-

RiMOM Results for OAEI 2009

Xiao Zhang

Qian Zhong

Feng Shi

Juanzi Li

Jie Tang

tangjie@keg.cs.tsinghua.edu.cn 0 0 Department of Computer Science and Technology, Tsinghua University , Beijing , China

In this report, we give a brief explanation of how RiMOM obtains the results at OAEI 2009 Campaign, especially in the new Instance Matching track. At first, we show the basic alignment process of RiMOM and different alignment strategies in RiMOM. Then we give new features in instance matching compared with traditional ontology matching (schema matching) and introduce the specific techniques we used for the 3 different subtracks of Instance Matching Track. At last we give some comments on our results and discuss some future work about RiMOM.

1.1

State, purpose, general statement

RiMOM is a framework for ontology matching. Different kinds of alignment strategies can be added into RiMOM. Based on the features of the input ontology and the defined rules, appropriate strategies are chosen to apply for the matching task. The basic matching process of RiMOM is shown in figure 1.

There are six major steps in a general alignment process of RiMOM. – Ontology Preprocessing and Feature Factors Estimation. The input ontologies are loaded into the memory and the ontology graph is constructed. Some redundant or useless information are removed. Then the three ontology feature factors used in strategy selection are estimated. – Strategy Selection. The basic idea of strategy selection is that if two ontologies have some same feature, then strategies based on these feature information are employed with high weight; and if some feature factors are two low, then these strategies may be not employed. For example, the string based strategy will be used when the label Similarity factor is high while the WordNet [ 6 ] based stratey will not be used when the label meaningful factor is low. – Single strategy execution. We get the selected strategies to find the alignment independently. Each strategy outputs an alignment result. – Alignment combination. In this phase RiMOM combines the alignment results obtained by the selected strategies. The combination is conducted by a linearinterpolation method. – Similarity propagation(Optional). If the two ontologies have high structure similarity factor, RiMOM employs a similarity propagation process to refine the found alignment and to find new alignment according to the structural information. – Alignment refinement. It refines the alignment results from the previous steps. We defined several heuristic rules to remove the ”unreliable” alignments. 1.2

Specific techniques used

This year we participate four tracks of the campaign: Benchmark, Anatomy, Oriented Matching and Instance Matching. The Benchmark and Anatomy dataset is almost the same as last year. The Oriented Matching dataset is very similar to the Benchmark one. We focused on the new and challenging Instance Matching Track.

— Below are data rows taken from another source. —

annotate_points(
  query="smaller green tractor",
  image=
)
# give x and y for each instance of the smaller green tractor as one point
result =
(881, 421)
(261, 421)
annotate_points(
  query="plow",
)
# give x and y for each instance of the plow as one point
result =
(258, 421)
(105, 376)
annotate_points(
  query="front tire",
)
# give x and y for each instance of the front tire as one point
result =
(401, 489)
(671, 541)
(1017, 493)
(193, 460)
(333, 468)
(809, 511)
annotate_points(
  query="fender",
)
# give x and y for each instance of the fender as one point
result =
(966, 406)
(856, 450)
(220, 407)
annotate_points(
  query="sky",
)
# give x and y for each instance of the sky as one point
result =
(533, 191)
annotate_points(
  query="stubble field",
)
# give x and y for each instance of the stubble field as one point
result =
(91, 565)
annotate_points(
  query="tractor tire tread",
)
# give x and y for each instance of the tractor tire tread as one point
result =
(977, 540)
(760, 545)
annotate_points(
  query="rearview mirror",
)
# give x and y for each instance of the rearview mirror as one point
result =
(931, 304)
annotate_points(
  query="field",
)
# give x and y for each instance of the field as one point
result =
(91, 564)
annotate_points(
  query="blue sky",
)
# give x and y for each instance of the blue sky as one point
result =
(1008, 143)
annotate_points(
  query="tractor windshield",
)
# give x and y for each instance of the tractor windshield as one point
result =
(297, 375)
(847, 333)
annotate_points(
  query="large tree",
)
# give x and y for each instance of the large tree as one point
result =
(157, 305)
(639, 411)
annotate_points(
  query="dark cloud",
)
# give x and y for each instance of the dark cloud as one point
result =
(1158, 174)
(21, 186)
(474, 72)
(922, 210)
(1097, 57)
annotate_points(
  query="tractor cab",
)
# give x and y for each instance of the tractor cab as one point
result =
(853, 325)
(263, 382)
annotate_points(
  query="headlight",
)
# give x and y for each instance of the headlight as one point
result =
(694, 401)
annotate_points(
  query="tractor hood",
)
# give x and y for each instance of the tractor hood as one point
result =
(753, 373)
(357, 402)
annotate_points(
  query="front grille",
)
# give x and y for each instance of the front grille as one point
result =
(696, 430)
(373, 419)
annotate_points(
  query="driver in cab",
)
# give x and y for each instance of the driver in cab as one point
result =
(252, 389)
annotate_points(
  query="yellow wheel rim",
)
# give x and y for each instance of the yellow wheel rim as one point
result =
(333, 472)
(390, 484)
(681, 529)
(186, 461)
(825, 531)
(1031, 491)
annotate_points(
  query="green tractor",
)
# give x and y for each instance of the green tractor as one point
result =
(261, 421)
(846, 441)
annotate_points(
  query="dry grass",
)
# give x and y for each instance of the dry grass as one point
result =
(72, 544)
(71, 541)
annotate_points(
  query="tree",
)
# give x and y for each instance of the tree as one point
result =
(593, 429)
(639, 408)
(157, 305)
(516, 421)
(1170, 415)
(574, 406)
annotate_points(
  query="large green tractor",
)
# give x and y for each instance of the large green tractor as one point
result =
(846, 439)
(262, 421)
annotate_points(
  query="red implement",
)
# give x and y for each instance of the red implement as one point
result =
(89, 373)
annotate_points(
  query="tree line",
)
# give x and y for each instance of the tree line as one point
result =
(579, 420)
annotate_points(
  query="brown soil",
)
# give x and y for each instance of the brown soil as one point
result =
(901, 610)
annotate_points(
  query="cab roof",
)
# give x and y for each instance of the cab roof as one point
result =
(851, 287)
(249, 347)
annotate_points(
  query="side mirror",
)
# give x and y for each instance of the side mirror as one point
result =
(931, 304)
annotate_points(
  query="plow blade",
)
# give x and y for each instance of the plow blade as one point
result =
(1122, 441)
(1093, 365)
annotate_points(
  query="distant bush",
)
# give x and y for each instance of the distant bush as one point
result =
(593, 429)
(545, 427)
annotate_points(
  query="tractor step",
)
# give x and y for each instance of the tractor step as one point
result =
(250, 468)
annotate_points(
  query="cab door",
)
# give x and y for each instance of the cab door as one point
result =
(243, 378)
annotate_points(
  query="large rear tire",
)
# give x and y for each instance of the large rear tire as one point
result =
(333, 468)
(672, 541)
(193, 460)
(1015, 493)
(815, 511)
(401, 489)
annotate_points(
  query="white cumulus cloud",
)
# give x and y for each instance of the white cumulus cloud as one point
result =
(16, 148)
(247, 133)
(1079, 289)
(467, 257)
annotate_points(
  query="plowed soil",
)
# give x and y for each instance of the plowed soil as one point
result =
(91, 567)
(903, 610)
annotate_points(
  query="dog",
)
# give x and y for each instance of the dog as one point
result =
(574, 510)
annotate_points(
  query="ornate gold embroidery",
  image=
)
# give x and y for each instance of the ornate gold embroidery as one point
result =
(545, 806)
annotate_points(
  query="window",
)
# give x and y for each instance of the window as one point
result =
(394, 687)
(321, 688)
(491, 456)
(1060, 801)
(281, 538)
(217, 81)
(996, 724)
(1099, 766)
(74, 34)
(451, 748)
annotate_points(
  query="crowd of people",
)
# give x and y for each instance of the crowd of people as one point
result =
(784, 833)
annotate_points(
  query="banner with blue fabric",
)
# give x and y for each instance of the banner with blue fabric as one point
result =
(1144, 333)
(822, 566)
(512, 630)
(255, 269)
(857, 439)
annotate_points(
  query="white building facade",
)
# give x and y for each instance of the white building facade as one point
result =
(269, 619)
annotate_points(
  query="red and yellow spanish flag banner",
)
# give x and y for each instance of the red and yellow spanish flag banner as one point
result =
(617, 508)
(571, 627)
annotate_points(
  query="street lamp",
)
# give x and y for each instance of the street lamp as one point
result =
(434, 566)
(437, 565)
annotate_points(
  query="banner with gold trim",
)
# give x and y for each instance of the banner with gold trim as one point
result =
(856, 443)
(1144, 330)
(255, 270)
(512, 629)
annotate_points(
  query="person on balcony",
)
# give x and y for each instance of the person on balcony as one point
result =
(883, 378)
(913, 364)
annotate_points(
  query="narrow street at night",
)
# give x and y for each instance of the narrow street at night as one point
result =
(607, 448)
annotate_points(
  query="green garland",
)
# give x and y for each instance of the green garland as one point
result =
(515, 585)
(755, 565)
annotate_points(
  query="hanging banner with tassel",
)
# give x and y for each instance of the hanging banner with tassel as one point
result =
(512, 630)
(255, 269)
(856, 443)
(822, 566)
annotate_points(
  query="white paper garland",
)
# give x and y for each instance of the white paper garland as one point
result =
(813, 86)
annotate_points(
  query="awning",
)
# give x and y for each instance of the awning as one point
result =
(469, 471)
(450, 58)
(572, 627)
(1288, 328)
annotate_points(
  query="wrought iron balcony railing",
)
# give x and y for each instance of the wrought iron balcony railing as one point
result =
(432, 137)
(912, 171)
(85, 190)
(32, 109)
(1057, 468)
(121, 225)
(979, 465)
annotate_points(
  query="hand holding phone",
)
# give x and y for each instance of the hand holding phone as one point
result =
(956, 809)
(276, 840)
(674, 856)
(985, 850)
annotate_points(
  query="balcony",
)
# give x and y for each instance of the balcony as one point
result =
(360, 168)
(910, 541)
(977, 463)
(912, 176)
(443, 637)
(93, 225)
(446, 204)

Benchmark and Anatomy Track The strategy we use for Benchmark and Anatomy track is almost the same for OAEI 2008, more detailed explanation of the strategies used could be found in [ 7 ] [ 8 ].

Oriented Matching Track The dataset of oriented matching track is derived from the benchmark dataset. Naturally, we combined the methods we use in the benchmark track and the sub relation in the ontology graph. Since RiMOM’s performance for the Benchmark Track is fairly good, the result shows that the combination also works for the Oriented Matching Track. This technique is also applied for the schema matching phase of the Instance Matching Track.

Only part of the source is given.